Сегодня ты поддался лени и глупости. Дал одной из них сбежать. Ты отсосал ее яд, причастил, показал свет, а теперь она снова Там, со светом в глазах и нашей верой в руках. Однажды ее пошлют назад, Люк, и тогда будет слишком поздно. Она придет не одна, и мы не переживем наступления легионов. Нас убьют, а косточки разбросают по земле, чтоб наши духи не нашли покоя. Наш труд окончится зряшно. Нас с тобой и всю наша родню ввергнут во тьму, вне милости Божьей.
Люк боялся. Он верил ей, знал, что она не соврет. И он знал, что если девчонка – Клэр – вернется с остальными, с Людьми Мира, это будет конец. И виноват будет только он.
– Что мне делать, Мама?
– Поговори с Папой. Он знает городских. Знает, чья это машина. Отыщете их – отыщете девчонку. А отыщете – вырви ее сердце и принеси мне. Остальное предайте огню. Мы разделим ее мясо и спасемся от Чистилища. Но время терять нельзя. Ступай немедля.
Люк встал. Но хватка Мамы не ослабла. Она притянула его ближе. Запах ошеломлял, и он закрыл рот, надеясь, что она не услышит, как он давится.
– Найди ее – не то мы возьмем обрубок твоей письки и слопаем с кашей на завтрак, понял?
Он кивнул и не дышал, пока она не отпустила. Затем развернулся и направился к двери. Стоило взяться за влажную и клейкую ручку, как его вновь остановил ее голос.
– Приберегите кожу, – потребовала она.
– Что, Мама?
– Моего мальчика. Моего Мэттью. Скажи братьям съесть что хотят, взять все, что им потребно, но кожу приберегите для меня. Грядет зима, мне нужно согреться.

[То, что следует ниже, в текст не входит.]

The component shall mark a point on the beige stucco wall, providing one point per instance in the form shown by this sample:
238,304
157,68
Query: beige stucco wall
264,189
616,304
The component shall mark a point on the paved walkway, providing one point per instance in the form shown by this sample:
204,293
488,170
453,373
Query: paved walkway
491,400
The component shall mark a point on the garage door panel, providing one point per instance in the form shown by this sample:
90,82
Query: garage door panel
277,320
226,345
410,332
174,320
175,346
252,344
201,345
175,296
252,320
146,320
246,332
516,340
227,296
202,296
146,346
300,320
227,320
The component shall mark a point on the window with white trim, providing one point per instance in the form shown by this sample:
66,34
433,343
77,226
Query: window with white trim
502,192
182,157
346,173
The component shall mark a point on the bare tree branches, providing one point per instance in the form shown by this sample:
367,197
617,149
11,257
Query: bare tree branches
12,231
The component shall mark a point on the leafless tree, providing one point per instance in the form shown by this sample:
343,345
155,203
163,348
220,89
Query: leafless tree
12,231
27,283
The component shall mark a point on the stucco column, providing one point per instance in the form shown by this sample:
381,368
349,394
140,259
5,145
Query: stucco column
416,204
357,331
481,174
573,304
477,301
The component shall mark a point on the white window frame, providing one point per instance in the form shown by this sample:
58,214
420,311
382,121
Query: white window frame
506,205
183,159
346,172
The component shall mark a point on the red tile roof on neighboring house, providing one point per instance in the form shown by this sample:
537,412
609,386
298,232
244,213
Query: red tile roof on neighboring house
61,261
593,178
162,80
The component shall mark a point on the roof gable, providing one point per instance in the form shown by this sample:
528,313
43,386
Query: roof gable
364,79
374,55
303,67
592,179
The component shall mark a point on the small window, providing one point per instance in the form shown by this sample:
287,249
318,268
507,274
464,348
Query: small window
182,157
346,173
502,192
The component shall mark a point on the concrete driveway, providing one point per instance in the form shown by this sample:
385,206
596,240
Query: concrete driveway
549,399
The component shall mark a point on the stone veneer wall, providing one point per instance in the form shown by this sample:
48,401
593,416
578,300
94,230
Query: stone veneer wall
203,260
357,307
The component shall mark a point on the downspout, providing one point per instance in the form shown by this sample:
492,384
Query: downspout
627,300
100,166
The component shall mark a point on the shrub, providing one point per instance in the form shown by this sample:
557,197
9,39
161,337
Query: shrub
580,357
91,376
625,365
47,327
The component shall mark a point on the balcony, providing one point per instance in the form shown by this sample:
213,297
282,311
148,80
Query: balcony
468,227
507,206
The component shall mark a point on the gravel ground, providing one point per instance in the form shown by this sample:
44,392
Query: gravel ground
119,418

Хотя Люку было трудно представить, чтобы мать мерзла под столькими складками собственной скользкой гниющей кожи, он ответил: «Да, Мама» – и вышел под дождь, к дыму и аромату жареного мяса.
8
Молитвы не будет. Рано. Лежачая Мама ясно дала понять, что такой роскоши, как время на благодарность, у них нет – когда на горизонте уже собирается сам Ад. Он провел с ней будто целые часы – долгая медленная прогулка по топким водам черного времени. Из-за этого внутреннего ощущения, что они потеряли больше времени, чем могли себе позволить, усилилась тревога. Каждая минута означала, что расстояние между ним и их добычей все больше, а между ним и тем, что сделает Лежачая Мама, если девчонку не вернуть, – все меньше.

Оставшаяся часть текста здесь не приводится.